Visit during low-crowd periods: Weekday mornings between 10:00 and noon are the least crowded. Navigating busy galleries with young children is significantly more stressful than navigating quiet ones. See the best time to visit guide.
Prepare children in advance: Even a brief conversation before the visit — telling children about one specific painting they will see, why it is famous, and what the story behind it is — dramatically increases engagement. Bosch’s Garden of Earthly Delights is an ideal painting to brief children on: it looks like something from a dream.
Do not force engagement: If a child is not connecting with a particular room or painting, move on rather than persisting. The right works will capture their attention — the wrong ones will just create resistance.
Photography rules apply to children too: The photography prohibition inside the Prado is absolute. Museum staff will intervene if children (or parents) attempt to photograph artworks on phones or tablets.
Facilities for Families at the Prado
- Cloakroom: Free, at all entrances. Large bags and backpacks must be deposited here. Strollers may usually be taken into the galleries.
- Baby-changing facilities: Available in the accessible toilets throughout the museum.
- Café: Located in the Ionian Gallery South (Villanueva Building, Floor 1). Offers pastries and light refreshments — a useful mid-visit stop.
- First aid: Available throughout the museum; staff can summon assistance.

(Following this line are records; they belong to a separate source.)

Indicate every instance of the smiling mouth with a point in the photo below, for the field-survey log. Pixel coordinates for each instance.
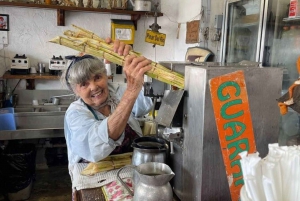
(97, 94)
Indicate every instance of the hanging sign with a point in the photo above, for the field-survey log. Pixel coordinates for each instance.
(234, 124)
(155, 38)
(192, 32)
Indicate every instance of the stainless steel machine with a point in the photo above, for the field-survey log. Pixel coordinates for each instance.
(186, 119)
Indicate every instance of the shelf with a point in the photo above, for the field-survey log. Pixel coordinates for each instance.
(135, 15)
(36, 76)
(45, 76)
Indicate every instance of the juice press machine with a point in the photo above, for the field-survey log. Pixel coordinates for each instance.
(186, 119)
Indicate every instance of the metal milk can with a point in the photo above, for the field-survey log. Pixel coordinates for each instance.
(153, 182)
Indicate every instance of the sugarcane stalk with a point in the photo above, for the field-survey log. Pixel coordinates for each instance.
(94, 45)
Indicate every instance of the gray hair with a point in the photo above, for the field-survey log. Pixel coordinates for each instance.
(81, 71)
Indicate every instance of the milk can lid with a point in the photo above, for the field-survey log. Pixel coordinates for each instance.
(148, 143)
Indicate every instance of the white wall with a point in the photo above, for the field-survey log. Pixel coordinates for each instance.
(32, 28)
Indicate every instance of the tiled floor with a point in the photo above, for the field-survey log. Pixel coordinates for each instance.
(52, 184)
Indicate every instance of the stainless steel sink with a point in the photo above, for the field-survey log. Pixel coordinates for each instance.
(48, 108)
(37, 122)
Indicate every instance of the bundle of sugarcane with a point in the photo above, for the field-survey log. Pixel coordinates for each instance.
(88, 42)
(108, 163)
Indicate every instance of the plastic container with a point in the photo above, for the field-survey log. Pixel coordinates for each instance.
(7, 121)
(18, 168)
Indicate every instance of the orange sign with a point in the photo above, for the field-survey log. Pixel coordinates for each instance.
(234, 124)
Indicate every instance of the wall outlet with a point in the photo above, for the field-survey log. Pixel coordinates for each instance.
(3, 37)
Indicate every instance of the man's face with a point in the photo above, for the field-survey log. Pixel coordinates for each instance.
(94, 91)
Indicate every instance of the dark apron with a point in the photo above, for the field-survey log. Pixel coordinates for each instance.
(130, 135)
(96, 193)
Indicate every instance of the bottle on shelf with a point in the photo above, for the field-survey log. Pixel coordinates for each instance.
(8, 98)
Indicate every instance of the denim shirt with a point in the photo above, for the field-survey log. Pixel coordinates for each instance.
(88, 138)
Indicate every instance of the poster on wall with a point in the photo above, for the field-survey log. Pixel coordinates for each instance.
(192, 32)
(4, 22)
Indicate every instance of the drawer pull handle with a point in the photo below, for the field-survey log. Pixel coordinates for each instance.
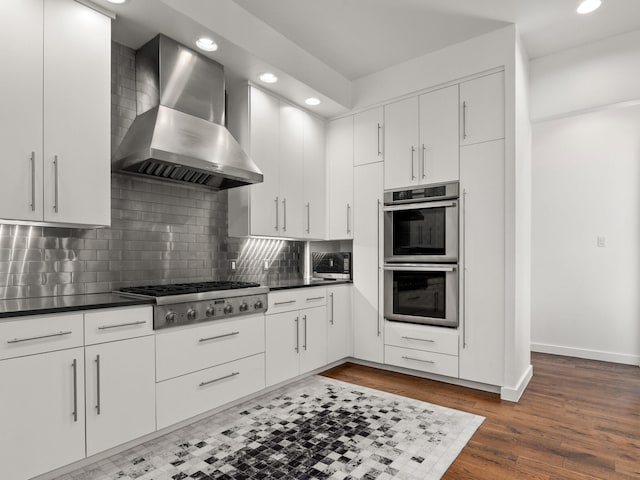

- Rest areas: Seating areas in the Ionian Gallery (ground floor) and Jerónimos lobby.
Suggested 90-Minute Family Route
- Enter via Puerta de Goya (step-free, stroller-friendly)
- Room 66 — The Garden of Earthly Delights (Bosch) — allow 20 minutes; the detail rewards slow looking
- Room 12 — Las Meninas (Velázquez) — allow 15 minutes; discuss the puzzle of the mirror
- Rooms 14–16 — Velázquez portraits and historical scenes — 10 minutes
- Rest stop — Ionian Gallery seating area
- Rooms 35–38 — Goya’s Black Paintings (for older children; adjust based on ages) — 15 minutes
- Ground floor — Browse the sculpture collection and building architecture — 10 minutes
- Exit via cloakroom to collect bags
Frequently Asked Questions
Is the Prado Museum free for children?
Yes. Children under 18 enter the Prado Museum completely free of charge. Only accompanying adults need to purchase tickets. During peak season, adult timed-entry tickets should be booked online in advance as slots sell out.
What is the best age to take children to the Prado?
Children aged 7 and above typically engage most easily with the Prado’s collection. Works like Bosch’s Garden of Earthly Delights and Velázquez’s Las Meninas captivate children from around age 6 or 7. A private family tour makes the visit accessible for younger children by framing the paintings as stories rather than artworks.
Can I bring a stroller to the Prado Museum?
Yes. Strollers are permitted in most gallery areas of the Prado. Free stroller loans are also available to borrow at all main entrances, subject to availability. The Puerta de Goya on Calle Felipe IV is the recommended entrance for families with strollers — it is at ground level with no steps.
How long should I plan for a family visit to the Prado?
Families with children under 10 should plan for 1.5 to 2 hours. Children aged 10–14 can comfortably manage 2–3 hours. Teenagers can generally manage 2.5–3 hours. Building in rest stops at the Ionian Gallery seating areas and having a clear end-time helps prevent gallery fatigue from overshadowing the experience.
Is there a guided tour of the Prado specifically for families?
Yes. A private family tour of the Prado is available, specifically designed for groups with children. Expert guides trained in engaging young visitors lead the session, focusing on stories and age-appropriate questions. The tour is customised to your children’s ages and typically runs for around 1.5 hours — the right duration for younger visitors.